Habib Sholeh menggendong bayi itu, lalu memandangnya dengan tajam. "Ia akan memperoleh kedudukan yg tinggi. Masyarakat akan berjalan di bawah naungan dan keberkahannya. Ia akan mencapai maqom kakeknya, Umar bin Abdurrohman al-'Atthos.", kata Habib Sholeh
Mendengar ini, ibu beliau pun merasa terhibur.
Sejak itu Habib Ahmad memperoleh perhatian khusus dari Habib Sholeh. Kadang bila melihat Habib Ahmad berjalan menghampirinya, Habib Sholeh berkata, "Selamat datang pewaris sir Umar bin Abdurrohman." Kemudian Habib Sholeh memboncengkan dia di tunggangannya.
Pada kesempatan lain Habib Sholeh berkata kepada beliau, "Kau mendapat madad khusus dari kakekmu Umar bin Abdurrohman."
PENGLIHATAN BATIN
Meski kehilangan kedua penglihatannya, Habib Ahmad bin Hasan tampak seperti orang yang dapat melihat dengan baik. Allah mengganti penglihatan lahiriahnya dengan penglihatan batiniah. Hal ini terbukti dalam beberapa peristiwa, baik ketika beliau masih kecil maupun setelah mencapai usia lanjut. Seakan Alloh SWT ingin menunjukkan kepada orang-orang yang hidup sejamannya makna firman-Nya:
"Karena sesungguhnya bukanlah mata yang buta, tapi yang buta adalah hati yang ada di dalam dada."(Q.S. al-Haj, 22:46)

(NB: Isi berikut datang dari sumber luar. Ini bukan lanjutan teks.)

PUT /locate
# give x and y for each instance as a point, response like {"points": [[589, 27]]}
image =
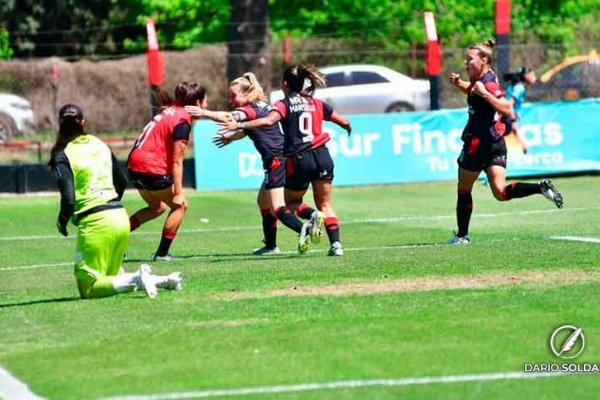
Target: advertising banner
{"points": [[418, 146]]}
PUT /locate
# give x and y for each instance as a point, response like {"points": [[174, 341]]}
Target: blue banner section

Sebagaimana manusia, semua hewan juga memiliki cahaya mata dhohir, tapi cahaya mata hati (bashiroh) hanya dimiliki oleh orang-orang yg telah dipersiapkan Alloh untuk dekat dengan-Nya. Habib Ahmad sering memberitahu hal-hal yang luput dari pandangan para sahabatnya.
Sebagaimana manusia, semua hewan juga memiliki cahaya mata dhohir, tapi cahaya mata hati (bashiroh) hanya dimiliki oleh orang-orang yang telah dipersiapkan Alloh untuk dekat dengan-Nya. Habib Ahmad sering memberitahu hal-hal yang luput dari pandangan para sahabatnya.
Habib Umar bin Muhammad al-'Atthos bercerita,
"Ketika masih kecil, aku suka bermain-main dengan Akh Ahmad bin Hasan dan Akh Abdulloh bin Abubakar bin Abdulloh di jalanan kota.
Usia kami sebaya, aku sering mendengar masyarakat memperbincangkan kewalian dan kasyf-kasyf Akh Ahmad bin Hasan, namun aku belum pernah membuktikannya.
Suatu hari aku berkata pada Akh Abdulloh bin Abubakar,
"Mari kita buktikan omongan masyarakat malam ini. Jika ia memang seorang wali, kita akan membenarkannya, tapi jika itu hanya kabar bohong, kita akan membuatnya menderita."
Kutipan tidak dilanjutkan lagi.